Couvé par Alain Mimoun
Il découvre les Jeux olympiques en 1956 à Melbourne, couvé par Alain Mimoun. Éliminé dès les séries du 1.500 m, il partage les séances d’entraînement, s’inspire de la rigueur de celui qui allait décrocher l’or sur le marathon. Quatre ans plus tard, Michel Jazy épingle la médaille d’argent sur le 1.500 m des Jeux de Rome (derrière l’Australien Herb Elliott).Le 18 octobre 1964, à Tokyo, l’or olympique ne peut lui filer entre les doigts. Michel Jazy, athlète à maturité, a rendez-vous avec la gloire (« J’aurais alors parié que j’étais champion… »). La France a mis son réveil en pleine nuit pour suivre l’oreille collée à la radio le récit du 5.000 m lancé en plein après-midi au Japon. La nuit du champion français a été agitée. La course trotte déjà, le corps bout, la panique le ronge, l’événement le dévore. « Je me suis levé à 11 heures du soir et je suis allé retrouver mon épouse qui logeait à l’hôtel dans le centre-ville. J’avais 15 kilomètres à faire. J’y suis allé et revenu en courant », a-t-il raconté à L’Equipe.
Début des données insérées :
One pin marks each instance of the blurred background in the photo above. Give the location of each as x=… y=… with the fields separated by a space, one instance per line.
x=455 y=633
Au réveil, derrière les rideaux, la pluie le fouette, le douche, assombrit son regard, noie son destin.
Le rêve patauge dans un clair-obscur angoissant. La course se déroule pourtant (presque) selon ses plans. Le Français, silhouette étrécie barrée du n°124, visage émacié, a prévu d’attaquer à 250 m de l’arrivée. Avant de se laisser porter par une euphorie de courte durée. À la cloche du dernier tour, il déchire ses plans, cède à l’impatience, accélère, se détache, vole, avant d’être victime d’une brutale panne de carburant à 150 m de la ligne. Les ailes brisées, la splendeur évanouie, il lutte avec la piste, sa foulée s’enfonce, il se tasse, voit la ligne s’éloigner, se refuser. La tête dodeline, illustre la profonde détresse qui le tenaille, le mord, menace de l’ensevelir. Avec le peu de forces dont il dispose, il entretient un instant l’espoir mais voit vite la flamme de ses rêves vaciller, puis s’éteindre. L’Américain Robert Schul (13 min 48 sec 8), puis l’Allemand Harald Norpoth (13 min 49 sec 6) et un autre Américain, William Dellinger (13 min 49 sec 8) le doublent.
Michel Jazy (13 min 49 sec 8), groggy comme un boxeur après une salve de coups, échoue au pied du podium. Le coup est violent, la douleur sourde. La coupure de son rêve nette. Stupeurs et tremblements… Blanc comme un cierge, il peine à rassembler ses esprits. Tellement abasourdi, qu’aucune larme ne vient creuser ce visage de papier mâché. Une détresse saisie par Raymond Depardon. Le cliché montre le champion brisé, le corps plié en deux, le visage caché dans les avants-bras. Philippe Delerm a, dans Le Figaro, évoqué la « beauté triste » de l’instant. Jazy exsangue découvre le parfum âcre de la défaite. « J’étais venu pour être champion olympique ou rien (…) Tu es seul. Seul après la ligne, seul dans ta chambre au village. Je suis resté quatre jours à Tokyo alors que ma femme était déjà partie. Je marchais inlassablement dans le stade d’entraînement… J’avais décidé d’arrêter l’athlétisme. Mais à Orly, cinq mille personnes m’attendaient à l’aéroport. On m’a remis trois sacs postaux. J’ai tout déballé sur mon lit. Dans certaines enveloppes, il y avait de l’argent pour que je m’achète une médaille… », a-t-il glissé à Olivier Margot dans « Le temps des légendes » (JC Lattès). Certains ont insisté sur sa faillite, la France a aimé l’élan partagé, la violence et la force des sentiments mêlés. Cruelle, la défaite pouvait être belle. La délégation tricolore a ramené 15 médailles de Tokyo (dont l’or en équitation pour Pierre Jonquères d’Oriola, l’argent en natation pour Christine Caron) mais la foule n’a d’yeux que pour celui qui s’est contenté de frôler les étoiles.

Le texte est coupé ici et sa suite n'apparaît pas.